On Thursday, family members and volunteers spent a second consecutive day searching for Meza. The search was expanded north of Interstate 10 into Thousand Palms and unincorporated Riverside County. Friends and volunteers, who came from as far away as Portland, launched their search about 9 a.m.
They began hours after the Sheriff”s Department announced it completed its search.
On Thursday morning, Omar’s 30-year-old brother, Sven Meza of San Diego, told The Desert Sun he was still confident his brother would be found.
Omar Meza, a divisional vice president for AIG Financial Distributors, was in town for a meeting. He was staying at the Courtyard Marriott Palm Desert hotel at Cook Street and Frank Sinatra Drive, and his wife suspects an Uber driver accidentally dropped him off 1.5 miles away at the Desert Springs resort.
Meza was reported missing Jan. 9 after missing a meeting. Investigators found his coat and wallet at the Desert Springs, but there was no sign of him.

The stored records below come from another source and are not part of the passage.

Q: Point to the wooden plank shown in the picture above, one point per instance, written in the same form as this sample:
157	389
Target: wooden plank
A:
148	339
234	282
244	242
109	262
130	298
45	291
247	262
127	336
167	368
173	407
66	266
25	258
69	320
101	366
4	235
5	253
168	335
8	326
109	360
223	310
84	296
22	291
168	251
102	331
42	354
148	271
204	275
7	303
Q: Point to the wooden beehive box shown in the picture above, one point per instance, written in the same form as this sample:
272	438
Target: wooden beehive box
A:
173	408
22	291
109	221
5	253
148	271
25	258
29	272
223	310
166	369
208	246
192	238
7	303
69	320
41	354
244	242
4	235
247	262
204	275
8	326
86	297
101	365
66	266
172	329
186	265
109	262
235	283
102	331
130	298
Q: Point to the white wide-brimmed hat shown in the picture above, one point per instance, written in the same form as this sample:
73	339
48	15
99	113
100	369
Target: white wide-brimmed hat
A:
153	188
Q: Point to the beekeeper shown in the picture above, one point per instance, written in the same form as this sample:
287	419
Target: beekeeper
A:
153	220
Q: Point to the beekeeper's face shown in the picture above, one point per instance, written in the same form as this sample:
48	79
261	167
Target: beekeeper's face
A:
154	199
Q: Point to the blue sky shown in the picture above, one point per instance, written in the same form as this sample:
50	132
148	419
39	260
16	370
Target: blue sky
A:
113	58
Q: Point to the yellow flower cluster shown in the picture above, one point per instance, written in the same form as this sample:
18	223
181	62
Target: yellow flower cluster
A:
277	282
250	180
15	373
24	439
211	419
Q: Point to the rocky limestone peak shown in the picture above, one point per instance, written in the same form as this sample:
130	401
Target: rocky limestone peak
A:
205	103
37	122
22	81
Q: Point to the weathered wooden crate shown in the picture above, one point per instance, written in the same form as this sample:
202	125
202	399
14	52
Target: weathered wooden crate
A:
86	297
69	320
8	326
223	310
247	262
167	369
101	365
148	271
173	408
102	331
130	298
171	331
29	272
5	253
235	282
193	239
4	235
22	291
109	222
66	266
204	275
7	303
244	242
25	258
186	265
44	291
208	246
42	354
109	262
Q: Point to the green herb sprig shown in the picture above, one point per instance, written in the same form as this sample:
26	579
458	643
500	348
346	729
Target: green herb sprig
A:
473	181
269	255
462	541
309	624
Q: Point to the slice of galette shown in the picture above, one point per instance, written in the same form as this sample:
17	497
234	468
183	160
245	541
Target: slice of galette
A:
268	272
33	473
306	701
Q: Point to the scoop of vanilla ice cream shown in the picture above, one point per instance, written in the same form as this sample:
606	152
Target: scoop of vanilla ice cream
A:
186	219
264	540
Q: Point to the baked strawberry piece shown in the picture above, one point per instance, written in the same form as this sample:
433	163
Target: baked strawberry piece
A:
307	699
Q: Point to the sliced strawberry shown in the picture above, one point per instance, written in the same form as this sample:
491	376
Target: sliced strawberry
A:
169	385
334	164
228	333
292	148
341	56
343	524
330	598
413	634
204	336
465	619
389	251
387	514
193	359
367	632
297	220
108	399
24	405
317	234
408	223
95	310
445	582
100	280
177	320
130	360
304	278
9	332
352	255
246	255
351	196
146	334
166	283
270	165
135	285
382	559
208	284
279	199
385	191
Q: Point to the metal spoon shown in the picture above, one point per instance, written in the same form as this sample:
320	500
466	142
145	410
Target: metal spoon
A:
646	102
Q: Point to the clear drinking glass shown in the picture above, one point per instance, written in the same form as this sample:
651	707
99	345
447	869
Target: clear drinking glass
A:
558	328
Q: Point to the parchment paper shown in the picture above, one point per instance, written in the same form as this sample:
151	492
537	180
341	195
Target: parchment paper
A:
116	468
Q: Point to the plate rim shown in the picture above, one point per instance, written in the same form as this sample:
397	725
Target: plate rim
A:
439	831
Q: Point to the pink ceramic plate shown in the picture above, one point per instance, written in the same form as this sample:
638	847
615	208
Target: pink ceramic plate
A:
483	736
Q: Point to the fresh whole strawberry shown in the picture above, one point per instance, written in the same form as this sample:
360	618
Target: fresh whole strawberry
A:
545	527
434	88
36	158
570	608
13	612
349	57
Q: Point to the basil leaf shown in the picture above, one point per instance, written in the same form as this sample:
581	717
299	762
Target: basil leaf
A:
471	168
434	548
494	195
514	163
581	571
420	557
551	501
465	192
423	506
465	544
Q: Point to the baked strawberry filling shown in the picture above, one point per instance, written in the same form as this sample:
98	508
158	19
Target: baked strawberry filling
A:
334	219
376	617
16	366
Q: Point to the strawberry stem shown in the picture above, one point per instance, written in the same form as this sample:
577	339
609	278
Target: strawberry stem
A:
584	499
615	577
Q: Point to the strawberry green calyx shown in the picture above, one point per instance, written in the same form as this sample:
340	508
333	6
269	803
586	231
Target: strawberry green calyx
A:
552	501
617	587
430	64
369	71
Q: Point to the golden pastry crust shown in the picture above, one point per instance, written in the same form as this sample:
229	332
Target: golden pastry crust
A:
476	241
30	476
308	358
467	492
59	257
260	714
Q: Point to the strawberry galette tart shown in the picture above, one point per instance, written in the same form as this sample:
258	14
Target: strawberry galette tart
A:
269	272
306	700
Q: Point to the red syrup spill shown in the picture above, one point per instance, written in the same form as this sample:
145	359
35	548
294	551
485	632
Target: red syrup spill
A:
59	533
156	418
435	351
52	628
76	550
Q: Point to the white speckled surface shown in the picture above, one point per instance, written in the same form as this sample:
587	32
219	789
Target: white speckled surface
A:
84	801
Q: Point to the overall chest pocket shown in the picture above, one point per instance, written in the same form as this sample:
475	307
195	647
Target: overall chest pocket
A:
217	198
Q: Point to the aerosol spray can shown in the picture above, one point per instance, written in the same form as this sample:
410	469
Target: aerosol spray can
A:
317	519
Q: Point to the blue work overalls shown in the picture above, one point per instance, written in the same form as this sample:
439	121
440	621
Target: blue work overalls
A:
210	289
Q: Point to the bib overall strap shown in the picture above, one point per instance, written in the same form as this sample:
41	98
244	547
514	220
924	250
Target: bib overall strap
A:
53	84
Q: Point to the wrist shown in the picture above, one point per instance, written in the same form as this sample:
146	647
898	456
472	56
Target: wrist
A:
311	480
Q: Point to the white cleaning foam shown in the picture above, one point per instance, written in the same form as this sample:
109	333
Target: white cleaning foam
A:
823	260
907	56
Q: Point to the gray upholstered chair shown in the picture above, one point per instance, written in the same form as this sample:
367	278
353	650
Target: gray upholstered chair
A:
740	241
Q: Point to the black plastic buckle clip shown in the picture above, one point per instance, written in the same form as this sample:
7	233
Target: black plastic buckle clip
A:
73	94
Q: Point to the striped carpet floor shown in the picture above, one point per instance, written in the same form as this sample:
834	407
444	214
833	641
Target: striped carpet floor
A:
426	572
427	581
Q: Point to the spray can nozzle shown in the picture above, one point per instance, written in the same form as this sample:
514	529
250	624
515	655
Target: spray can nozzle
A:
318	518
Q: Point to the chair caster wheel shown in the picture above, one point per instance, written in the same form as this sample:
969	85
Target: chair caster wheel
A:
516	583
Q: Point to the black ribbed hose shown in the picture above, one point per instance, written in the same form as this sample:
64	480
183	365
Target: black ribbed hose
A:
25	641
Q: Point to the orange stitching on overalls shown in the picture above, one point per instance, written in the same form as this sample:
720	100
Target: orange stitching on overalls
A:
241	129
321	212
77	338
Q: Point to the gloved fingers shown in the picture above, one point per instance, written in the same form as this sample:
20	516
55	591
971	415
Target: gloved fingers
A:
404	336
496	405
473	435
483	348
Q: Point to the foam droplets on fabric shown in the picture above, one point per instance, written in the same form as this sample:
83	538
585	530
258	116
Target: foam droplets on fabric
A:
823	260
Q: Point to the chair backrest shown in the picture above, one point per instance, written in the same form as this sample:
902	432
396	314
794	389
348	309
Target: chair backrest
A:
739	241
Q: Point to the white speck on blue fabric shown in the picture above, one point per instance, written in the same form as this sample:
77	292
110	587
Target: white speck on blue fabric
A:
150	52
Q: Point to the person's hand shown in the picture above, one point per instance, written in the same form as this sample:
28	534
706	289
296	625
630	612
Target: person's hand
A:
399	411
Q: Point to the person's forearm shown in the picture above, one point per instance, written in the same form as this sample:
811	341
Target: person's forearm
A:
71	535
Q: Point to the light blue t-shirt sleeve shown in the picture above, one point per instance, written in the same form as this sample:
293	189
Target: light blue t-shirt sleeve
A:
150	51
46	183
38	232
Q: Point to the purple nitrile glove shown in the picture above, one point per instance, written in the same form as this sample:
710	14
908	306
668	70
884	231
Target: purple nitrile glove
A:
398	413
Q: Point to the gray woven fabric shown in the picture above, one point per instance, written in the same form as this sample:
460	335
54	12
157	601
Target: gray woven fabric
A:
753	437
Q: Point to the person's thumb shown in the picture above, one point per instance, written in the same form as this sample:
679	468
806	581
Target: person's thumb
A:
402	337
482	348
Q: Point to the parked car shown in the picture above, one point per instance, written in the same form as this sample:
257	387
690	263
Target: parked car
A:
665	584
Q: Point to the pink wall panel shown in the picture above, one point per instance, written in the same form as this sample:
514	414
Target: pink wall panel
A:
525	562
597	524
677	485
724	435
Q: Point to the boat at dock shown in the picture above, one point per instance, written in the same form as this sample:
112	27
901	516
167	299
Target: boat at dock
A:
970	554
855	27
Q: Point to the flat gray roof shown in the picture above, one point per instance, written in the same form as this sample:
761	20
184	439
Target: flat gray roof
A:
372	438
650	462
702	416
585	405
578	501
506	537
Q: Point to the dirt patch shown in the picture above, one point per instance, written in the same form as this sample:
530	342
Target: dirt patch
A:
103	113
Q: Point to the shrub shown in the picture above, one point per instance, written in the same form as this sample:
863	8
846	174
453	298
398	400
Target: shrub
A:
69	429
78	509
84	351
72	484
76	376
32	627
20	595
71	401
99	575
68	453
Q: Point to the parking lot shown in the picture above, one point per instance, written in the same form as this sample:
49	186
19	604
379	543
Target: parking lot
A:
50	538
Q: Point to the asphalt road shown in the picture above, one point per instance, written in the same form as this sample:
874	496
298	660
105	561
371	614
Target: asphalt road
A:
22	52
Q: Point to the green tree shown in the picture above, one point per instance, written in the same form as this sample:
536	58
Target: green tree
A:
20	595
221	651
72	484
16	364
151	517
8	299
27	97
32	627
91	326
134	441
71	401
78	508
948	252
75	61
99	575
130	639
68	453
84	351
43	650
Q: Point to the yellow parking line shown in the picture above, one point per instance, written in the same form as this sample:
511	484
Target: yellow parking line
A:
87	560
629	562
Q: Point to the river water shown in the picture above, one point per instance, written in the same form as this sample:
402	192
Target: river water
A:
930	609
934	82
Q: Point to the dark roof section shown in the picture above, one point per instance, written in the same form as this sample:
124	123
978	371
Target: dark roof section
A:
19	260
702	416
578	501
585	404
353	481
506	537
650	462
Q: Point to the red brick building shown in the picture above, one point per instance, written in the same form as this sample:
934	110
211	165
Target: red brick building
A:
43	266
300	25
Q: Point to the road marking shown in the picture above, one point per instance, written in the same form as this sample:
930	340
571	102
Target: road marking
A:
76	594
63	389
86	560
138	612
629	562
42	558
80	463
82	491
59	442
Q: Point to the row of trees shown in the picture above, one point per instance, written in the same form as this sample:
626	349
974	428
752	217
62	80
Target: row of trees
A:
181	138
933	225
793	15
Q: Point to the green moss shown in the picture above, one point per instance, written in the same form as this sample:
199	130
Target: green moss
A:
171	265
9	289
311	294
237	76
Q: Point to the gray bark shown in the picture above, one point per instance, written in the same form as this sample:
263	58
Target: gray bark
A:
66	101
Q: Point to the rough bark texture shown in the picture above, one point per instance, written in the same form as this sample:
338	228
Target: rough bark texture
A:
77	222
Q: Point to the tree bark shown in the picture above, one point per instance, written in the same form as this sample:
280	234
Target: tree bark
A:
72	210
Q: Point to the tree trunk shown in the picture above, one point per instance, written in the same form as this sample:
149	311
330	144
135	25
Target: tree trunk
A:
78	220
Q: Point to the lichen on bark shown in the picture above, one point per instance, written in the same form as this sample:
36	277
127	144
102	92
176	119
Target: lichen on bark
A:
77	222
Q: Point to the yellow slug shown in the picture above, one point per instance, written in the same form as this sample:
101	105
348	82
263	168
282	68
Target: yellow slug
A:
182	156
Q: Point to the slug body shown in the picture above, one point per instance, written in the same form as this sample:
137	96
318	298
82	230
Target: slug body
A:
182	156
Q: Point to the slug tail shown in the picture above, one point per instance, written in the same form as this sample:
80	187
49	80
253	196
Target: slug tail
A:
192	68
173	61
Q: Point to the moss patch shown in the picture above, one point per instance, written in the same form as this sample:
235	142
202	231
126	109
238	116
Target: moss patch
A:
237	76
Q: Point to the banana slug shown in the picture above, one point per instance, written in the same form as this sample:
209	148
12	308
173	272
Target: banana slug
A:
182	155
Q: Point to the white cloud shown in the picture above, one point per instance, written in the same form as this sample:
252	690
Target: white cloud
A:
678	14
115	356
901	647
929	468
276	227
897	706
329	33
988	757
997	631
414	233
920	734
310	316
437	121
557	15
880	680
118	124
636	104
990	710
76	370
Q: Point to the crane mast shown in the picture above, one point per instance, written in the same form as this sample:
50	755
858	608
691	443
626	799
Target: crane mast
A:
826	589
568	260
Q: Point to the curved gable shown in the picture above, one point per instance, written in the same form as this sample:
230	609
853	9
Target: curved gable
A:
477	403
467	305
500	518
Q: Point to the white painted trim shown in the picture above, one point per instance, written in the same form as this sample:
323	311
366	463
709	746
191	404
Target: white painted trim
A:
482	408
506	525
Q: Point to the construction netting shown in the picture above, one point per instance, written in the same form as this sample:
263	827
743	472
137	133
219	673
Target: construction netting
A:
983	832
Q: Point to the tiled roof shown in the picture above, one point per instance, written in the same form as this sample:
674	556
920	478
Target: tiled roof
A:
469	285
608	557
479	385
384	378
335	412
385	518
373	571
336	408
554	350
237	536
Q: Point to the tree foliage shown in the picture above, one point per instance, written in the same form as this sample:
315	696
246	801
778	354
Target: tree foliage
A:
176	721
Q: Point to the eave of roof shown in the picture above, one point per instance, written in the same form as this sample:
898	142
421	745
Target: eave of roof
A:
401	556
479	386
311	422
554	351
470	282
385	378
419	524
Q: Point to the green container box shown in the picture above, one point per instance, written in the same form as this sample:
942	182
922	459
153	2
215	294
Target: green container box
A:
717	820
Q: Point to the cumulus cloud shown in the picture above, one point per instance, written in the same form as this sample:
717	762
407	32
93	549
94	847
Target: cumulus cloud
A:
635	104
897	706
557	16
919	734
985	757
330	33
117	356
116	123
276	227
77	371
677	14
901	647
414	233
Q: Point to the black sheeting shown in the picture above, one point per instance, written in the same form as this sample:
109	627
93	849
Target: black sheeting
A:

His disappearance received attention from across the country and much speculation over what may have happened.
“There’s no sign he would have a separate life, a separate family,” Sven Meza said earlier Thursday, in an attempt to set straight such speculation.
AIG, no stranger to controversy and tragedy, was at the heart of the 2008 financial crisis. The federal government took control of the insurance giant after the company sold tens of billions of dollars in derivatives related to mortgages that it couldn’t cover when the real estate market crashed.
The 2008 episode was among the most contentious in U.S. financial history. Anger was fueled by news in 2009 that executives responsible for the bad bets on mortgage securities were getting millions of dollars in bonuses. “Taxpayers are still furious that they rescued a company whose own conduct brought it down,” Rep. Peter Welch, D-Vt., wrote in a 2013 letter.
The government says its bailout, which eventually totaled $182 billion, rescued AIG from bankruptcy and prevented the U.S. economy from spiraling into a depression. AIG ultimately repaid $205 billion to the government, including a profit of $22.7 billion.